In a statement, Sanchez said, “It was an honor to work on this wonderful film and collaborate with a brilliant director like Alejandro González Iñárritu on ‘Birdman.’ I’m deeply disappointed that the music branch of the Academy did not recognize my score as eligible, even after receiving a detailed cue sheet, a letter from the president of music at Fox studios, and a description of the process from both Alejandro and myself.
“The disqualification seems to stem from the perception that my score was diluted by the incidental music on the film. I strongly disagree with this idea. The music that people remember after watching the movie is the sound, originality, character, and strength of my score, which seems to be the reason it continues to receive attention, nominations, and awards, which I’m deeply humbled by. Some of the finest composers are members of the Academy, and I’m saddened my score didn’t resonate with the decision makers.”

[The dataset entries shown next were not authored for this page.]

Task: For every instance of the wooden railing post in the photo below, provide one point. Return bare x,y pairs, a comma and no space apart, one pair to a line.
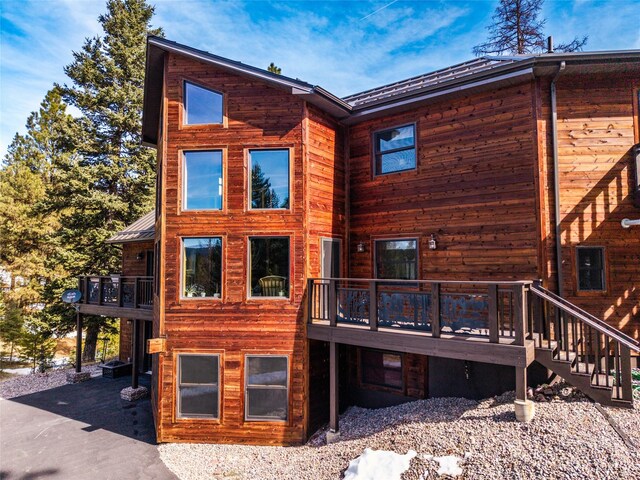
373,305
520,314
120,289
100,293
310,298
493,314
625,374
435,310
332,308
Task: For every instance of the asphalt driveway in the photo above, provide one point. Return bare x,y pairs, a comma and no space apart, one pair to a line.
81,431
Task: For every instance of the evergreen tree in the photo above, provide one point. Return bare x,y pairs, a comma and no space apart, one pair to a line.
273,68
111,182
517,30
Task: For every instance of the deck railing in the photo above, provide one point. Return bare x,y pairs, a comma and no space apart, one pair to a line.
596,349
117,291
485,309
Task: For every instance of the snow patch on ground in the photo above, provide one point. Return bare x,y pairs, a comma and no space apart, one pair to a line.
449,464
377,464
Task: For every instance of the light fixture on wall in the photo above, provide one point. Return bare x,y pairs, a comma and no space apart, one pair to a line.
432,242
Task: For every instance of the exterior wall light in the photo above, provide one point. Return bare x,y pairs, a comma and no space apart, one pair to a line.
432,242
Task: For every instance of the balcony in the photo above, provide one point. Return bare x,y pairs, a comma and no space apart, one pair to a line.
479,321
117,296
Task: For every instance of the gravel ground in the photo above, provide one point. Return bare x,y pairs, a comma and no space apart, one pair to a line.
566,440
36,382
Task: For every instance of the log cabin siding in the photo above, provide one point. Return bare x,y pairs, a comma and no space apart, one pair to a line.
473,188
596,133
256,116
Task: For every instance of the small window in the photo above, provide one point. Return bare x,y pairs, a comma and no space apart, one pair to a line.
202,267
202,180
395,149
397,259
269,178
201,105
269,267
382,369
198,386
267,395
590,268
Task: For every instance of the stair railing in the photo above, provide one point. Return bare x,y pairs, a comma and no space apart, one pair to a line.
595,348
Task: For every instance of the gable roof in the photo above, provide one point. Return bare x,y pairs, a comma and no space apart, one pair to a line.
139,231
484,72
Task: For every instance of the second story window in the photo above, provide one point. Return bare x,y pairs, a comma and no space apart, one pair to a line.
397,259
590,268
201,267
269,260
269,178
395,149
201,105
202,180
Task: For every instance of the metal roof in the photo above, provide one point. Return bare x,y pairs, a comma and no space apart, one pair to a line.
449,74
139,231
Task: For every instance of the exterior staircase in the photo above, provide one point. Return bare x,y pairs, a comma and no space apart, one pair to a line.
582,349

Sanchez’s drum score met the Academy’s requirement about the number of music cues in the score. However, the Academy of Motion Picture Arts & Sciences’ Rule 15 states that “Scores diluted by the use of tracked themes or other pre-existing music, diminished in impact by the predominant use of songs, or assembled from the music of more than one composer shall not be eligible.”
“Birdman” uses snippets of Mahler and Tchaikovsky, among others, but the drumming clearly dominates the music score. In an interview with Variety, filmmaker Inarritu said, “One week before we started shooting, I explained to Antonio what I needed. He immediately got it and he started improvising beats. We made several tracks, those were the guidelines for me to understand the beats and find the tempo to each scene.”
Sanchez won awards from various critics groups for his score, which is nominated for a Golden Globe and Critics’ Choice Award.